Una storia al giorno
09 Novembre 20139 novembre. La sera di 24 anni fa il Muro iniziò a sgretolarsi e uno dei primi ad accorrere fu Mstislav Rostropovich, primatista mondiale nel lanciare le note del suo antico violoncello Amati nel cielo sopra Berlino: le razionali danze di Bach divennero il primo strumento di riunificazione. Difficile trovare una città che unita, rasa al suolo, divisa, riunita abbia dato tanto all’atletica. Oggi l’etichetta ancor fresca e di gran pregio è quella stampata nel 2009: la miglior annata di Usain Bolt ebbe vendemmia nell’Olympiastadion, 9”58 e 19”19 e altro non può esser detto, a meno di scendere sull’asfalto per rinvenire i prodigi scritti nella maratona che ha scelto di concludersi poco oltre la Porta di Brandeburgo, nei pressi del memoriale dei carristi dell’Armata Rossa. La prima discesa sotto le 2h04’ di Gebre ha scatenato i kenyani e dato linfa all’interminabile derby dell’Africa Orientale. Ora sono 123’ a esser minacciati.
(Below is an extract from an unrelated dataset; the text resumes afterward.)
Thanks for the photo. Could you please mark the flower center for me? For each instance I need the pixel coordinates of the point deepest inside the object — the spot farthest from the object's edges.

E’ rovistando nello spazio-tempo che può esser rinvenuto un patrimonio degno delle collezione dell’Alte Museum, di Pergamum, della Neue Pinakotek. I record berlinesi partono da un passato lontano: uno dei primi, firmato da Otto Pelzer, giunge in fondo a una sfida, che oggi i giornali definirebbero stellare, tra i maggiori interpreti del miglio metrico: terzo, tanto per dire, finì Paavo Nurmi. Quel che avvenne dieci anni dopo, ai Giochi del ’36 (Owens, Long, Kitei Son, i “canguri” giapponesi, lo scultoreo Stock, Ondina Valla) è tanto noto che, per una volta, può esser tralasciato.
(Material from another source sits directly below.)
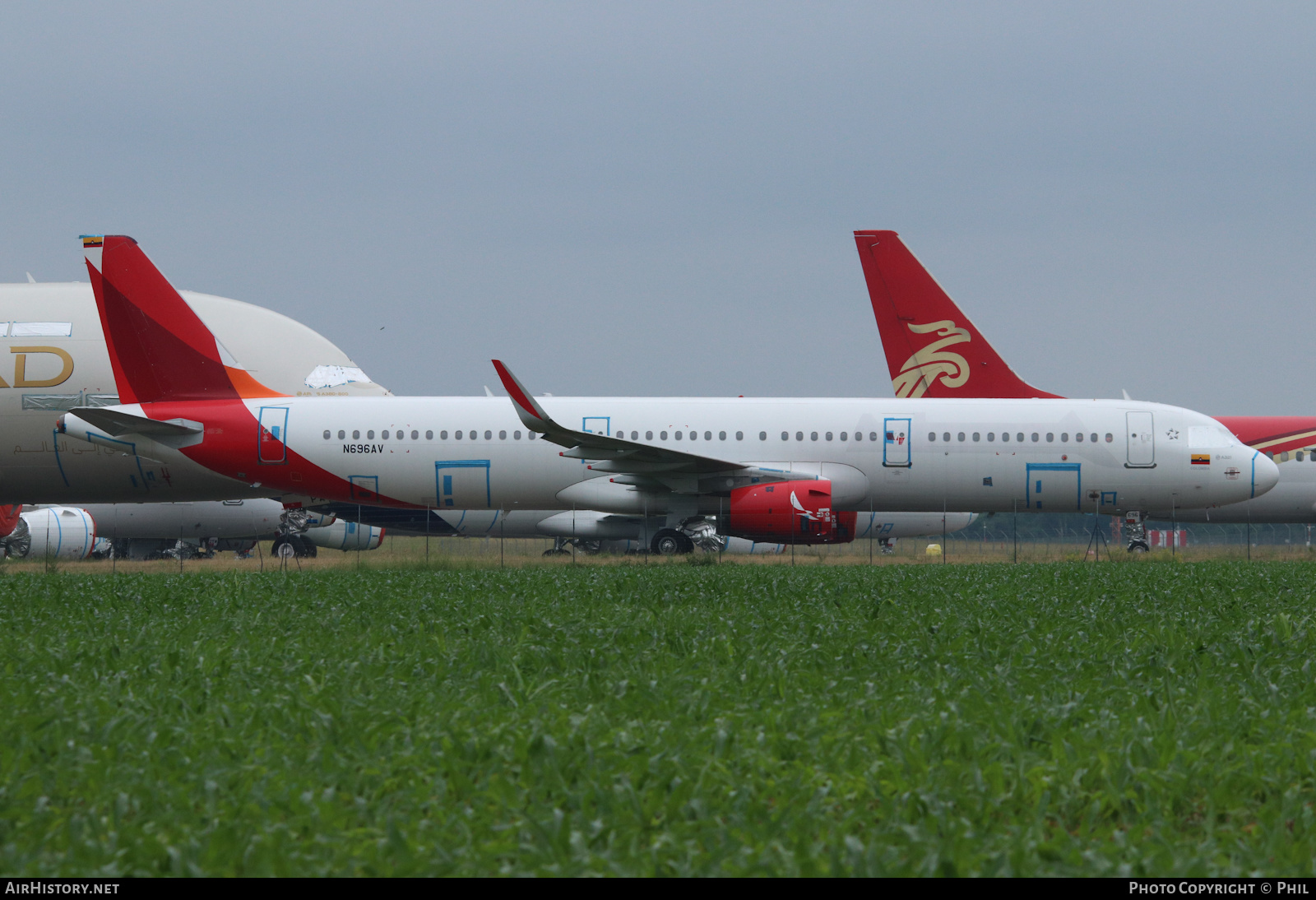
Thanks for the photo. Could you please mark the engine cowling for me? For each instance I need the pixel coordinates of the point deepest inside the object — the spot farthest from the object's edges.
(59, 531)
(789, 512)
Il problematico dopoguerra è una storia di ponti aerei, di divisioni, di fughe, di una cortina di Ferro – la definizione è di Winston Churchill - che a a Berlino aveva spina dorsale. Il match tra Germania Est e Urss del ’61, possiede aspetti emblematici: Hildrun Claus diventa uno dei primi astri della Ddr: record mondiale, anche se soltanto terza, nella gara ventosa per le lunghiste sovietiche ospiti d’onore. Sono i primi raggi del sole nascente della Ddr: I record stordenti allo Friedrich Ludwig Jahn Sportpark e al Dynamo Sportforum sarebbero diventati acuminati vertici.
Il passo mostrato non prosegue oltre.